“Love looks not with the eyes, but with the mind” says Helena in A Midsummer Night’s Dream, perhaps explaining the strange behaviour of those in love.
Love has long been linked to madness, and it’s easy to see why. People in love tend to hold unlikely and overly positive beliefs about their lovers, show signs of mania, obsessional thinking and experience catastrophic lows when things go wrong.
In a new book, psychologist Frank Tallis argues that love and lovesickness should be considered more seriously by psychologists and neuroscientists, and that lovesickness can trigger identifiable symptoms of mental illness in some people.

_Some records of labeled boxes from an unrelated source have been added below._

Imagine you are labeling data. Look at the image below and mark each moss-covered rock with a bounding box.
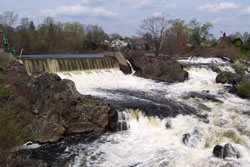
[233,65,245,76]
[0,55,118,166]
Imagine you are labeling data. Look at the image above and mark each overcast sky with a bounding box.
[0,0,250,37]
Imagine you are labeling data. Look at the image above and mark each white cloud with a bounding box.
[197,2,239,12]
[240,6,250,14]
[40,4,117,17]
[152,12,164,17]
[165,2,177,9]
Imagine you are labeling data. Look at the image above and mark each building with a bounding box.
[111,39,128,48]
[219,32,233,44]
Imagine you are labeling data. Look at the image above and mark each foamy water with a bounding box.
[59,58,250,167]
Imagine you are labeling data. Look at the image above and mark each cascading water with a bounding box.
[22,57,119,74]
[55,58,250,167]
[23,58,250,167]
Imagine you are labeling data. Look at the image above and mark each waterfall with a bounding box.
[22,57,119,74]
[127,60,136,75]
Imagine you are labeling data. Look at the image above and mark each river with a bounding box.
[22,58,250,167]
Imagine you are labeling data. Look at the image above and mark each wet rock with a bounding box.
[213,143,240,158]
[211,66,221,73]
[235,79,250,99]
[117,121,128,131]
[0,57,118,143]
[182,133,191,145]
[223,143,240,158]
[233,65,245,76]
[165,119,172,129]
[182,128,202,148]
[126,52,188,83]
[216,71,241,84]
[213,145,223,158]
[189,92,222,103]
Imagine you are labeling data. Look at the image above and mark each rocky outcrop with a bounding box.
[213,143,240,158]
[216,71,241,84]
[126,52,188,83]
[0,54,118,143]
[216,72,250,99]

In fact, Dr Tallis is continuing a long tradition of medical enquiry into lovesickness which has been around since the Ancient Greeks (as the history of erotomania shows) although Jacques Ferrand’s 1623 A Treatise on Lovesickness probably stands as one of the greatest works in this area (summary, amazon entry with excerpts).
To say that “The course of true love never did run smooth” would be an understatement though, especially if you’re investigating love and attraction.
Research has shown that, for some, making love causes amnesia. Luckily though, people are disproportionately more likely to marry others whose names resemble their own, perhaps making the post-coital name guessing a little easier. It seems Cupid has a sense of humour if nothing else.